In [33]:
import pandas as pd
import numpy as np
from sklearn.model_selection import train_test_split
from sklearn.linear_model import LinearRegression, SGDRegressor
from sklearn.preprocessing import StandardScaler
from sklearn.metrics import mean_absolute_error, mean_squared_error, mean_absolute_percentage_error

# 1. Load Dataset
# The dataset contains two features: 'size' and 'bedroom'
# and one target: 'price'

df = pd.read_csv('house_price.csv')
X = df[['size', 'bedroom']]
y = df['price']

# 2. Train/Test Split
X_train, X_test, y_train, y_test = train_test_split(X, y, test_size=0.2, random_state=42)


# 3. Linear Regression
lr_model = LinearRegression()
lr_model.fit(X_train, y_train)
y_pred_lr = lr_model.predict(X_test)

# Coefficients and Intercept
print("Linear Regression Coefficients:")
print(pd.DataFrame(lr_model.coef_, X.columns, columns=['Coefficient']))

# Evaluation
mae_lr = mean_absolute_error(y_test, y_pred_lr)
mse_lr = mean_squared_error(y_test, y_pred_lr)
rmse_lr = np.sqrt(mse_lr)
mape_lr = mean_absolute_percentage_error(y_test, y_pred_lr)
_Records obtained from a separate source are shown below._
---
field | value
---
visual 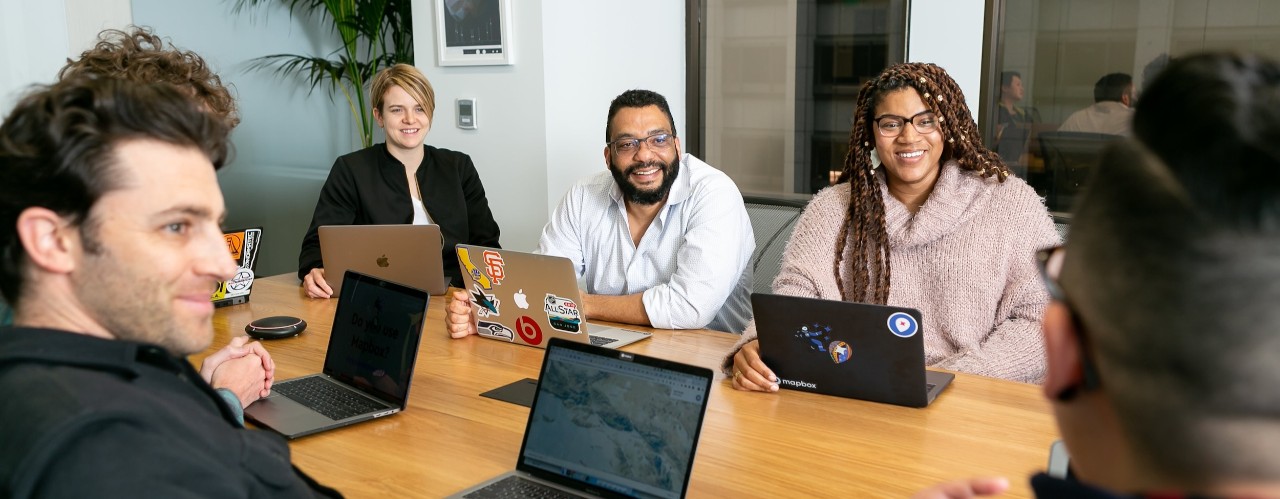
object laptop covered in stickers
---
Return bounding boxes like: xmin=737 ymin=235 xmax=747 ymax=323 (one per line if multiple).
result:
xmin=456 ymin=244 xmax=652 ymax=348
xmin=751 ymin=293 xmax=955 ymax=407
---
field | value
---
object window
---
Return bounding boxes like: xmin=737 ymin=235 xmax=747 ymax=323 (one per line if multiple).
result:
xmin=685 ymin=0 xmax=906 ymax=197
xmin=982 ymin=0 xmax=1280 ymax=211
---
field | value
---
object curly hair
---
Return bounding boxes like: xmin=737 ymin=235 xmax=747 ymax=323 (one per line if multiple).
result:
xmin=58 ymin=26 xmax=239 ymax=128
xmin=832 ymin=63 xmax=1009 ymax=305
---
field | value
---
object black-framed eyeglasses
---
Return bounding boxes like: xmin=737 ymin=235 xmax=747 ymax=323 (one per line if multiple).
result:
xmin=609 ymin=132 xmax=676 ymax=154
xmin=876 ymin=111 xmax=938 ymax=137
xmin=1036 ymin=244 xmax=1102 ymax=400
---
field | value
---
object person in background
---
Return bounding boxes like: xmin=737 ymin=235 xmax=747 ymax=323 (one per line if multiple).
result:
xmin=992 ymin=72 xmax=1041 ymax=177
xmin=916 ymin=52 xmax=1280 ymax=498
xmin=724 ymin=63 xmax=1059 ymax=392
xmin=298 ymin=64 xmax=499 ymax=298
xmin=1057 ymin=73 xmax=1134 ymax=137
xmin=0 ymin=74 xmax=338 ymax=498
xmin=445 ymin=90 xmax=755 ymax=338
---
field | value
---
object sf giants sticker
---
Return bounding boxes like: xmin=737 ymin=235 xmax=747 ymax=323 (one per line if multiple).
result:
xmin=543 ymin=293 xmax=582 ymax=334
xmin=483 ymin=250 xmax=507 ymax=285
xmin=458 ymin=248 xmax=493 ymax=289
xmin=476 ymin=321 xmax=516 ymax=342
xmin=516 ymin=315 xmax=543 ymax=345
xmin=888 ymin=312 xmax=920 ymax=338
xmin=471 ymin=283 xmax=500 ymax=317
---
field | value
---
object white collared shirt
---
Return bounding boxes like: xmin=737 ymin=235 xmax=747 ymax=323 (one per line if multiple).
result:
xmin=538 ymin=154 xmax=755 ymax=333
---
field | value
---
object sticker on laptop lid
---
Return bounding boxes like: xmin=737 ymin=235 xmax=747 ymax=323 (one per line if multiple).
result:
xmin=458 ymin=248 xmax=493 ymax=289
xmin=481 ymin=250 xmax=507 ymax=285
xmin=476 ymin=321 xmax=516 ymax=342
xmin=471 ymin=284 xmax=500 ymax=317
xmin=827 ymin=339 xmax=852 ymax=363
xmin=516 ymin=315 xmax=543 ymax=345
xmin=888 ymin=312 xmax=920 ymax=338
xmin=543 ymin=293 xmax=582 ymax=334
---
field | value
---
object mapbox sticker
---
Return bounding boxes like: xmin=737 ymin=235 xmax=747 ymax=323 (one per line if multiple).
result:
xmin=516 ymin=315 xmax=543 ymax=345
xmin=543 ymin=293 xmax=582 ymax=334
xmin=476 ymin=321 xmax=516 ymax=342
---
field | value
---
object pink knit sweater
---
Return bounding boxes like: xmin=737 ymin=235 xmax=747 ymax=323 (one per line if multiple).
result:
xmin=728 ymin=162 xmax=1060 ymax=383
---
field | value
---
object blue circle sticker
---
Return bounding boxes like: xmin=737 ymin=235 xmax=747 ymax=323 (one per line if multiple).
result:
xmin=888 ymin=312 xmax=920 ymax=338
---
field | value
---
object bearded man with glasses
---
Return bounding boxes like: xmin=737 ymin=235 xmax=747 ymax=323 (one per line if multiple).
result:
xmin=447 ymin=90 xmax=755 ymax=338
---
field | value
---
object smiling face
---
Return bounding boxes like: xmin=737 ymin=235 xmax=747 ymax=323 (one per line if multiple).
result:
xmin=374 ymin=86 xmax=431 ymax=151
xmin=872 ymin=88 xmax=943 ymax=206
xmin=70 ymin=139 xmax=236 ymax=356
xmin=604 ymin=105 xmax=680 ymax=205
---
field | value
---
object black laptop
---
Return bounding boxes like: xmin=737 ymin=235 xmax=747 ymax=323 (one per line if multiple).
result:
xmin=751 ymin=293 xmax=955 ymax=407
xmin=453 ymin=338 xmax=712 ymax=498
xmin=244 ymin=270 xmax=430 ymax=439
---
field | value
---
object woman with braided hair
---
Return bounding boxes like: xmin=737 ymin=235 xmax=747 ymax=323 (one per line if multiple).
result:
xmin=724 ymin=63 xmax=1059 ymax=392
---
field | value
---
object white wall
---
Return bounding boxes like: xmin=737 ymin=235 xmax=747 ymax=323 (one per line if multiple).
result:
xmin=0 ymin=0 xmax=131 ymax=115
xmin=906 ymin=0 xmax=986 ymax=118
xmin=413 ymin=0 xmax=685 ymax=250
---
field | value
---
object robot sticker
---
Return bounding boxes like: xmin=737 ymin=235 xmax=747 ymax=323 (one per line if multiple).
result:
xmin=471 ymin=283 xmax=500 ymax=317
xmin=476 ymin=321 xmax=516 ymax=342
xmin=888 ymin=312 xmax=920 ymax=338
xmin=481 ymin=250 xmax=507 ymax=285
xmin=543 ymin=293 xmax=582 ymax=334
xmin=458 ymin=248 xmax=493 ymax=289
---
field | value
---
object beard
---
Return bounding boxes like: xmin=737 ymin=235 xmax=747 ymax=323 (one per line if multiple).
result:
xmin=609 ymin=154 xmax=680 ymax=206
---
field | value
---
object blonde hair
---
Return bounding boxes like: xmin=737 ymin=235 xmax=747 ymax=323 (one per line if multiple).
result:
xmin=369 ymin=64 xmax=435 ymax=120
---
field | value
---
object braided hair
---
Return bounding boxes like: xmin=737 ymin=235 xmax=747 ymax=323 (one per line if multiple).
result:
xmin=832 ymin=63 xmax=1009 ymax=305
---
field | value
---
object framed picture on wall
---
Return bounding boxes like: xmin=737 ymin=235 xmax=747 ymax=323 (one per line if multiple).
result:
xmin=431 ymin=0 xmax=515 ymax=65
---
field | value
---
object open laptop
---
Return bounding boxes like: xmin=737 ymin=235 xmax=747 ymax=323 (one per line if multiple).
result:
xmin=210 ymin=226 xmax=262 ymax=307
xmin=453 ymin=338 xmax=712 ymax=498
xmin=317 ymin=224 xmax=449 ymax=297
xmin=244 ymin=270 xmax=429 ymax=439
xmin=751 ymin=293 xmax=955 ymax=407
xmin=456 ymin=244 xmax=653 ymax=348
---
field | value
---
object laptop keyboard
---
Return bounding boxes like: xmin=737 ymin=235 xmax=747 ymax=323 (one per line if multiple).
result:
xmin=588 ymin=335 xmax=617 ymax=347
xmin=463 ymin=476 xmax=576 ymax=499
xmin=271 ymin=376 xmax=383 ymax=421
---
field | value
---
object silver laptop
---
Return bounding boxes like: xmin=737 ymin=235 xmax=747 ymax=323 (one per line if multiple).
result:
xmin=244 ymin=270 xmax=429 ymax=439
xmin=456 ymin=244 xmax=653 ymax=348
xmin=453 ymin=338 xmax=712 ymax=498
xmin=319 ymin=224 xmax=449 ymax=297
xmin=751 ymin=293 xmax=955 ymax=407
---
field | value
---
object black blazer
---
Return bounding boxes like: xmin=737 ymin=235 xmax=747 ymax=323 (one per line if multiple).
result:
xmin=298 ymin=143 xmax=499 ymax=287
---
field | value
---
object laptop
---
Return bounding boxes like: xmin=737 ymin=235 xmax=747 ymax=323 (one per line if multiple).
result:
xmin=751 ymin=293 xmax=955 ymax=407
xmin=210 ymin=226 xmax=262 ymax=307
xmin=244 ymin=270 xmax=429 ymax=439
xmin=456 ymin=244 xmax=653 ymax=348
xmin=319 ymin=224 xmax=449 ymax=297
xmin=453 ymin=338 xmax=712 ymax=498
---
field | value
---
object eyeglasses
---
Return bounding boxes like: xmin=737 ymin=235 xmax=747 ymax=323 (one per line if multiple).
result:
xmin=609 ymin=133 xmax=676 ymax=154
xmin=1036 ymin=244 xmax=1102 ymax=400
xmin=876 ymin=111 xmax=938 ymax=137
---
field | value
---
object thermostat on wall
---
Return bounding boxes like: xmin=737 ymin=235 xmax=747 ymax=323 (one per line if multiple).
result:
xmin=458 ymin=99 xmax=476 ymax=131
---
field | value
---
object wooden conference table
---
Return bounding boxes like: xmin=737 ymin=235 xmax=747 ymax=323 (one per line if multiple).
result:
xmin=192 ymin=275 xmax=1057 ymax=498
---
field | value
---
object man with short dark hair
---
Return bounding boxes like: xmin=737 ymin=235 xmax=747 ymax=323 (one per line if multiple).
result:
xmin=1057 ymin=73 xmax=1134 ymax=137
xmin=0 ymin=75 xmax=337 ymax=498
xmin=918 ymin=54 xmax=1280 ymax=498
xmin=448 ymin=90 xmax=755 ymax=338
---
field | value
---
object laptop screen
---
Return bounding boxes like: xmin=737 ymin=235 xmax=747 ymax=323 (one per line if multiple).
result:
xmin=324 ymin=271 xmax=429 ymax=406
xmin=520 ymin=339 xmax=712 ymax=498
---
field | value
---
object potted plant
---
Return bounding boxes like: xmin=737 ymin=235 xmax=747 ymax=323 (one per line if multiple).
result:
xmin=233 ymin=0 xmax=413 ymax=147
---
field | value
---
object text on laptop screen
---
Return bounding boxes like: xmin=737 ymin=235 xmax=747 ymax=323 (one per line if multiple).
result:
xmin=324 ymin=274 xmax=426 ymax=403
xmin=521 ymin=348 xmax=707 ymax=498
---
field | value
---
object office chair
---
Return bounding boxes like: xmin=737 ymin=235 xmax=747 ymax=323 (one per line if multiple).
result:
xmin=1039 ymin=132 xmax=1120 ymax=211
xmin=742 ymin=196 xmax=809 ymax=293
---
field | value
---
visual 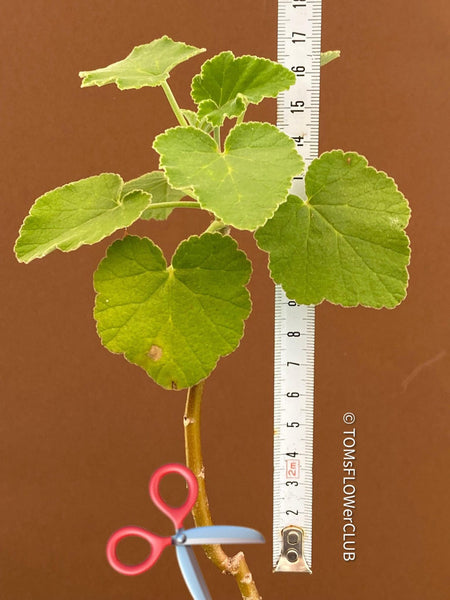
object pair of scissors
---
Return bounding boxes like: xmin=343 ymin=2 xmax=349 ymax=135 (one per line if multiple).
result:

print("\nLinear Regression Evaluation:")
print(f"MAE: {mae_lr:.2f}")
print(f"MSE: {mse_lr:.2f}")
print(f"RMSE: {rmse_lr:.2f}")
print(f"MAPE: {mape_lr:.4f}")

# 4. SGD Regressor
scaler = StandardScaler()
X_train_scaled = scaler.fit_transform(X_train)
X_test_scaled = scaler.transform(X_test)

sgd_model = SGDRegressor(max_iter=1000)
sgd_model.fit(X_train_scaled, y_train)
y_pred_sgd = sgd_model.predict(X_test_scaled)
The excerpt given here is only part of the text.